Over the past winter break, I, among many others, have fallen prey to the popular Japanese game "Neko Atsume," translating to “Cat Collector,” being the exact objective of this game. You are given a yard and a sum of money (the currency in this game is silver and gold fish) to purchase and layout, food, and items with which a cat will most likely be drawn to. These cats will come to you yard, eat your food, play with your toys, and leave behind a bit of fish, as a sort of fee for hosting their playtime in your yard. You can then use those fish to purchase better food and toys to attract different cats. None of these cats are "mine," per se, nor do I know where they come from. It’s the type of game to set up and check back on later.
Each cat that comes to me has a designated name and power level, the latter having no meaning to the gameplay whatsoever. Some cats are picky with what toys they want to play with or what food they want to eat, and some come and play no matter what I have to offer. Generally speaking, all is well.
Until Tubbs shows up:
I needn’t lay out any particular item for Tubbs; he meanders into my yard, eats every drop of food, and sleeps next to the food bowl for however long this little glutton pleases. Since the food bowl is now empty, no other cats will come until Fatso leaves on his own. If I fill the food bowl while he’s in his food-coma, he’ll leave immediately and leave me one measly silver fish.
On some days, Tubbs comes to visit me twice, some days thrice. Why, Tubbs? I work hard to keep my cat economy running smoothly. I go the extra mile to purchase special food for all the cats that stop by. But do you care? No, because the second you see that I’ve laid out a fresh plate of sashimi, you hone in on it like a starving vulture. You don’t want to share with the rest of the cats. You don’t care that a good deal of my income, which I use to purchase the food you probably swallowed without chewing, comes from said cats.
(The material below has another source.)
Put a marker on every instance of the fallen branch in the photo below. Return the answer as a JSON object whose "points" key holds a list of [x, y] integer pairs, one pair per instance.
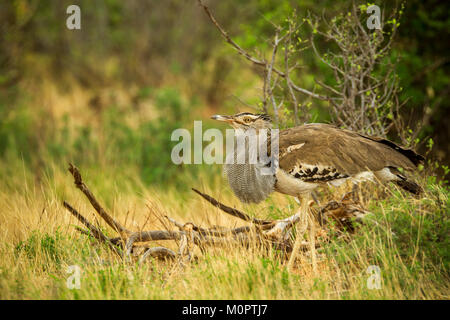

You probably think, “Oh, if I eat it all and leave, she’ll just put out more for me to eat later!” That’s not how this works! I don’t dedicate more time than I probably should to this stupid little phone app just so I can funnel expensive cat food down your enormous laundry chute of an esophagus. When I open up to my yard after having just gotten out of class to find your selfish lump of a body soundly asleep at the food bowl, the first words to escape my mouth as, “God damn it, again?!” And it’s even more salt in the wound when you’re the only one in the yard!
But then, I think of how this situation would play out if it were in real life; if I were to dedicate my life to attracting the neighborhood cats with toys and food in my own backyard. Amidst my joy of seeing happy cats come and go as they please, I would walk out into my yard to find this huge, fluffy white cat as wide as Montana soundly asleep next to an empty food bowl. The animal lover in me simply cannot express dislike for you. The instant I’d see a proud and content smile on your stupid little face, my heart would melt, forgetting just how much food you might have scarfed down. To put it simply, if you’re happy, then so am I.
And in the end, when you do finally wake up and decide that there’s nothing left for you to do in my yard, you’ll leave me a huge chunk of money -- enough to buy ten times what you just ate! So you know what? We’re cool, buddy. Just don’t come back too often, or you’ll most definitely ruin me financially.